Finding thermals: the five star system

Looking for a system to teach our students of the cross-country paragliding courses how to find thermals I found on the internet an interesting video from Bob Drury, who explains how to assess the potential of thermal sources using his the 5-star system.

He evaluates five points in order to find a good thermal source:

1. Sunshine: of course, areas on the sunshine will be warmer than on the shade, so these areas are better candidates to create thermals. If the area where you are looking for a thermal is in the sunshine, give it one star.
2. Wind: meteo wind can create dynamic lift or can bring thermals up the slopes. If the area is in the wind, give it a second star.

3. Terrain: check the type of terrain and figure out if is warm or cold; rocky areas, dry plowed fields, villages,... all of these are warmer than green wet fields. If the terrain is good, give it another star.
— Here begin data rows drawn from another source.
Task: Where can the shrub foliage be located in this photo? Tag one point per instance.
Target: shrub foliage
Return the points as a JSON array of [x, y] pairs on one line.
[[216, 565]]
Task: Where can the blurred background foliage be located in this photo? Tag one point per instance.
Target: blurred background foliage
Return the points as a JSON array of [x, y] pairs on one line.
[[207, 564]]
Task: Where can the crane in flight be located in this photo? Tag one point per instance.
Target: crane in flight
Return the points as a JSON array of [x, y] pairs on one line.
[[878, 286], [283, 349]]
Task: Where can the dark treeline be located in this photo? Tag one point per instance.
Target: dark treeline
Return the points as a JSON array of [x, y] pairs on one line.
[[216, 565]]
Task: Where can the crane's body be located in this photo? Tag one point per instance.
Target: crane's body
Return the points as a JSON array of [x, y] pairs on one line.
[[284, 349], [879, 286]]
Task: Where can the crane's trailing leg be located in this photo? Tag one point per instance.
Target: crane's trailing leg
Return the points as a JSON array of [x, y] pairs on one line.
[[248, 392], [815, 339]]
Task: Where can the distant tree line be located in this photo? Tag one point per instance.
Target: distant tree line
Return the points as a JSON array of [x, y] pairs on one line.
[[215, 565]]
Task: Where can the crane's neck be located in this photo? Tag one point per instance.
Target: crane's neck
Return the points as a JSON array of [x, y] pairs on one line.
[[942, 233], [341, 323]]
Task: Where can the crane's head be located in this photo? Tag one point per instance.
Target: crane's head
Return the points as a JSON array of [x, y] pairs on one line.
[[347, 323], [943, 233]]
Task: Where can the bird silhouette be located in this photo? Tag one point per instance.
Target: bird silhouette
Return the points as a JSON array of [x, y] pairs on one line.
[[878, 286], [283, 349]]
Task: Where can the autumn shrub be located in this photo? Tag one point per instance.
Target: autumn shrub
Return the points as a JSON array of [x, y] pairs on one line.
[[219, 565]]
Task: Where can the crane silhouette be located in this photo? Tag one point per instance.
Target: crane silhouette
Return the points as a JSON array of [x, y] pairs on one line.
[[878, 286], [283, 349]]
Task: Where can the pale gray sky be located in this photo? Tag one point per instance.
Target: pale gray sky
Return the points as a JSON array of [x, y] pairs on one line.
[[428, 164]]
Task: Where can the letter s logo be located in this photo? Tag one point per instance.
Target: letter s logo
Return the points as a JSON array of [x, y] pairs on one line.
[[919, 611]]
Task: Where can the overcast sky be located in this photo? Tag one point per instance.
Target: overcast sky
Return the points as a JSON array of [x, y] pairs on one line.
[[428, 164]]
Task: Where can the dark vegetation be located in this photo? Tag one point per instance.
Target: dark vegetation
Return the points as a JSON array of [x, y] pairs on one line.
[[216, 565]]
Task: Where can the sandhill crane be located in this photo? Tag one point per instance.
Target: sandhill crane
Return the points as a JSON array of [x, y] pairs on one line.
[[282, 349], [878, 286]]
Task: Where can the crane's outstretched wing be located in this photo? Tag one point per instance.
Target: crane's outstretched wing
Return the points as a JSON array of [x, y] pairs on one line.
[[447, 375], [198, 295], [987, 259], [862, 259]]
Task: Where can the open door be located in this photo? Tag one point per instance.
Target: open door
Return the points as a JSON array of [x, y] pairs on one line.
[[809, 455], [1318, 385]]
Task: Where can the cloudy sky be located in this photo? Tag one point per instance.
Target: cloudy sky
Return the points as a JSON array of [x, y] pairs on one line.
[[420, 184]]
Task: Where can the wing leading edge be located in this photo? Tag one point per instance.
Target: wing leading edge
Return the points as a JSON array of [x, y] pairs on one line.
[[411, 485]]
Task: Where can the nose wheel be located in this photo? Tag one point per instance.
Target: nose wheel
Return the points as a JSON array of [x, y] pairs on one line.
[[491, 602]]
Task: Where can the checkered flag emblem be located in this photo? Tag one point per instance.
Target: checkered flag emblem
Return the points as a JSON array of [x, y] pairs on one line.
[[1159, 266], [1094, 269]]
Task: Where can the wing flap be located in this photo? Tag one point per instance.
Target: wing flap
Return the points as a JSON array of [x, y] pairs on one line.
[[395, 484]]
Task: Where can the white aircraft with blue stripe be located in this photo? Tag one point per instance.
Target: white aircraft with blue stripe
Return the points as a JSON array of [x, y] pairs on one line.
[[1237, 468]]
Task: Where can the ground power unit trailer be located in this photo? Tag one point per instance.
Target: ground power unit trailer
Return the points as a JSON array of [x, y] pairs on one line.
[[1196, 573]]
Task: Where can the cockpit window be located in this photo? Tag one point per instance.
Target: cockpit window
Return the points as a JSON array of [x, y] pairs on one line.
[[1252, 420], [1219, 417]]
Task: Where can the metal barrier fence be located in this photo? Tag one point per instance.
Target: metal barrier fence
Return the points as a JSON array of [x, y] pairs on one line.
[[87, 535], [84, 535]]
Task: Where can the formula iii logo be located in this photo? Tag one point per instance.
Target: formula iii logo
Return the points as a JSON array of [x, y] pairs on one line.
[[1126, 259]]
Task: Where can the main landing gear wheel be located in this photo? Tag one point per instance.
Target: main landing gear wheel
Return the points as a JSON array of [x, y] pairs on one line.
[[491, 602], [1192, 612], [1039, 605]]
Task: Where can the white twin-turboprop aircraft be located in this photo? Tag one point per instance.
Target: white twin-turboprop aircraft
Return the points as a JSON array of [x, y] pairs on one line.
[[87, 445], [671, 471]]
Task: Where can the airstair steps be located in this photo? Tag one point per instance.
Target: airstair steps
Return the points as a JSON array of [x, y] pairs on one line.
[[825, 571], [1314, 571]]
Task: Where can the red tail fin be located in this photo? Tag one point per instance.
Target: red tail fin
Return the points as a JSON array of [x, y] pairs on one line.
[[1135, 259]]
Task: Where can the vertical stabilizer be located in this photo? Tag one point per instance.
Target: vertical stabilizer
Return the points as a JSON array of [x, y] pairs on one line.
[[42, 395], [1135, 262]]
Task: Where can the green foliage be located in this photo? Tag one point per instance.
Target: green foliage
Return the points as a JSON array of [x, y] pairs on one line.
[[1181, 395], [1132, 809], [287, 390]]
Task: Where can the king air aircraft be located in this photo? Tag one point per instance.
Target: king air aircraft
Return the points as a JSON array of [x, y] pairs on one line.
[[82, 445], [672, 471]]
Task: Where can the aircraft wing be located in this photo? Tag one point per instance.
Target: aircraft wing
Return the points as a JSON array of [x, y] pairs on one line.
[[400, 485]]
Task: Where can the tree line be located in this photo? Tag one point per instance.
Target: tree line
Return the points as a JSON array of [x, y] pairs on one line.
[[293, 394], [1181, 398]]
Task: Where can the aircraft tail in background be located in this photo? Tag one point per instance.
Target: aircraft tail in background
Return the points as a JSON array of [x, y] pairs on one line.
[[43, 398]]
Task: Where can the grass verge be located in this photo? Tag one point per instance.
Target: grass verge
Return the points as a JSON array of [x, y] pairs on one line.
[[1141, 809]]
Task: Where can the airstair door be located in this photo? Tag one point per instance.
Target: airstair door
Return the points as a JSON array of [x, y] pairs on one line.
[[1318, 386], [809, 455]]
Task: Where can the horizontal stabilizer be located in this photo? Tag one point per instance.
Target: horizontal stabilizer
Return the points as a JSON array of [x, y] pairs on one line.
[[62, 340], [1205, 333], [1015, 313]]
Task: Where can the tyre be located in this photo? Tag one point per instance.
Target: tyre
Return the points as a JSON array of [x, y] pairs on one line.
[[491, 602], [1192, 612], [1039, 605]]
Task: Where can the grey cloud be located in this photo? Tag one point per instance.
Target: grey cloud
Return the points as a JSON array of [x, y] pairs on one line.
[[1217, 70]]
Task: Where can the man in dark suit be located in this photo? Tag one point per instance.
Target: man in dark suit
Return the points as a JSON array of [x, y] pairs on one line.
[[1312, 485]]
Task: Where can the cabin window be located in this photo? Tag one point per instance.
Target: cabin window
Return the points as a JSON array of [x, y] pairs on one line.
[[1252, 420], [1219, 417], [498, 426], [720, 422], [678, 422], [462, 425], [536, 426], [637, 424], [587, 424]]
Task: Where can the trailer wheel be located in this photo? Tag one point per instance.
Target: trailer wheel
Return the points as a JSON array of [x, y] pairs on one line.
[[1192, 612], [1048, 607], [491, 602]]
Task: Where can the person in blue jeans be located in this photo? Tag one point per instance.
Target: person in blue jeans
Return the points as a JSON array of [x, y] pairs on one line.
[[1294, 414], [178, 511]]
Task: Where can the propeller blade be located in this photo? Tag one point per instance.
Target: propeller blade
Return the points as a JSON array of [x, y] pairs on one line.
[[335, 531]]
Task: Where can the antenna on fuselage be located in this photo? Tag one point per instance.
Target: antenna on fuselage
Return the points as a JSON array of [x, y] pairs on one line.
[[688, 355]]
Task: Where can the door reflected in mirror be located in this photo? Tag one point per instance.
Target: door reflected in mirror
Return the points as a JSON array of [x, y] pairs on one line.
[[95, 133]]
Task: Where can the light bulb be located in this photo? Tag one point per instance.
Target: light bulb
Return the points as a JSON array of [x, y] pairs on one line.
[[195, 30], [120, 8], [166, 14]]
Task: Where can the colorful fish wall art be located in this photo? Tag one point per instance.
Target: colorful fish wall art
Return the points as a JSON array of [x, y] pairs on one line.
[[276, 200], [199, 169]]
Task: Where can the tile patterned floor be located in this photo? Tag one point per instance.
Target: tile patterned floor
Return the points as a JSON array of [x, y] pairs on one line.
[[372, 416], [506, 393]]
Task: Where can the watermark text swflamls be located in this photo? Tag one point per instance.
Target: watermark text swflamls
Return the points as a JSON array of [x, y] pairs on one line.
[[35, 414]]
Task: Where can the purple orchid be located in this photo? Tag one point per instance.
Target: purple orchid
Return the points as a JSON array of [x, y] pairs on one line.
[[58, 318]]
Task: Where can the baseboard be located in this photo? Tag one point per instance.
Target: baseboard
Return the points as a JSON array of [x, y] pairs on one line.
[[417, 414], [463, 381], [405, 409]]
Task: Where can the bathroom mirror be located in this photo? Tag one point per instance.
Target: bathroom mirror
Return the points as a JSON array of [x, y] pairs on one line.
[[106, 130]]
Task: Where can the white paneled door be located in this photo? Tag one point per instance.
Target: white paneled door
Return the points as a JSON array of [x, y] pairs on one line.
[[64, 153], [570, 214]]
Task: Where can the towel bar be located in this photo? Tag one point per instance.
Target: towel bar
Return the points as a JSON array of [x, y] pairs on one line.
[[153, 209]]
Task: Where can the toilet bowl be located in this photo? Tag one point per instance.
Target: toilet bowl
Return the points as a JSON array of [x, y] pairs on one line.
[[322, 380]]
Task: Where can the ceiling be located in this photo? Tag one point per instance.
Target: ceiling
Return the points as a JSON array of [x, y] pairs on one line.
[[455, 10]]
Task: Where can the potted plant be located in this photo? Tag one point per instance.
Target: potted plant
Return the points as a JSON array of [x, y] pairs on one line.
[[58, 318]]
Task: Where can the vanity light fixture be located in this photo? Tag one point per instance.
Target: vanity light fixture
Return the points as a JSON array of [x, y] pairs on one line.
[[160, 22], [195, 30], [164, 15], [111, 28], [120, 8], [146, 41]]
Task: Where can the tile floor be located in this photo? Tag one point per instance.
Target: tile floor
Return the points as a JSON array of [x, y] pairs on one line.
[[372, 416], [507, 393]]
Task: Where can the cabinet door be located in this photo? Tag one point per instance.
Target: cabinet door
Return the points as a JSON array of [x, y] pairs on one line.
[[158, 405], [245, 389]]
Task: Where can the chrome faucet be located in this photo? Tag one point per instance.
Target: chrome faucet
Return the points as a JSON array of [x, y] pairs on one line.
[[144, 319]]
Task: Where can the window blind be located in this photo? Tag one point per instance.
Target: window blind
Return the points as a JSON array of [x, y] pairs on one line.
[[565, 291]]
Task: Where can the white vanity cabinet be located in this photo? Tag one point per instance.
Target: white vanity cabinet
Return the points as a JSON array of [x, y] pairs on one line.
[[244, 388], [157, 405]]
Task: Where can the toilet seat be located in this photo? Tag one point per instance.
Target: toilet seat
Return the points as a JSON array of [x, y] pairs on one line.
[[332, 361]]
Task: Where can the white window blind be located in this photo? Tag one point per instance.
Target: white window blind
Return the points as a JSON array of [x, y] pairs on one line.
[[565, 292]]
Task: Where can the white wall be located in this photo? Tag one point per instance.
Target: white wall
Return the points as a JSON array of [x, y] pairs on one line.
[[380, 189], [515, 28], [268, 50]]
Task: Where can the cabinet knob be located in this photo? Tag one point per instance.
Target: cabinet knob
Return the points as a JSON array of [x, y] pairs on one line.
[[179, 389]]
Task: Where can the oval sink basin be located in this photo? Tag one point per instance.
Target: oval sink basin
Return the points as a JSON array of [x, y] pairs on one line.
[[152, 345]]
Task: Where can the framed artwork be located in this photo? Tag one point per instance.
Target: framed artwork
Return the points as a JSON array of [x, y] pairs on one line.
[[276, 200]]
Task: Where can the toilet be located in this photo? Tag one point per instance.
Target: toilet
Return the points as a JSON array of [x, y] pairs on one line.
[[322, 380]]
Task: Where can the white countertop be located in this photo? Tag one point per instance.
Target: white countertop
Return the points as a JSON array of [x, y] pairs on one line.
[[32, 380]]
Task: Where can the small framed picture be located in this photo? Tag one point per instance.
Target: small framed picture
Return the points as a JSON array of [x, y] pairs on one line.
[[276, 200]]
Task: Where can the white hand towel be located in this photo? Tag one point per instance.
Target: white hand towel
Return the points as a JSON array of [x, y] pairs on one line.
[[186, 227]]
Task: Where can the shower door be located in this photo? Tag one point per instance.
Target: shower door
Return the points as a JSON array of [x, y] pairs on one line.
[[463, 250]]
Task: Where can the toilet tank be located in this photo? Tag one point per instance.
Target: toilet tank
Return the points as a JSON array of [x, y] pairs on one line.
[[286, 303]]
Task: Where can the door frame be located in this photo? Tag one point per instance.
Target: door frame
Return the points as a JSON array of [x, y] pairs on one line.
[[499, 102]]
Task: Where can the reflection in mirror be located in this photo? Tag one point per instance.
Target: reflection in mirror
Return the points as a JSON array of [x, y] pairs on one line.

4. Clouds: Cumulus clouds are formed by rising air, so if there is a cumulus cloud above the thermal source, you give it a fourth star.

5. Gliders: If you can see something climbing over the thermal source, a bird, a glider,... then you have your 5 stars thermal source. Go for it, no doubt!

So, as you can see, when you look for a thermal source on the ground it is basically the same way that when you are looking for a hotel in the town: 5 stars hotel are better than two stars, so if you can choose, you take the best option.

This system can help you take right decisions quickly, to find thermals when you are flying low and to have a further cross-country flight.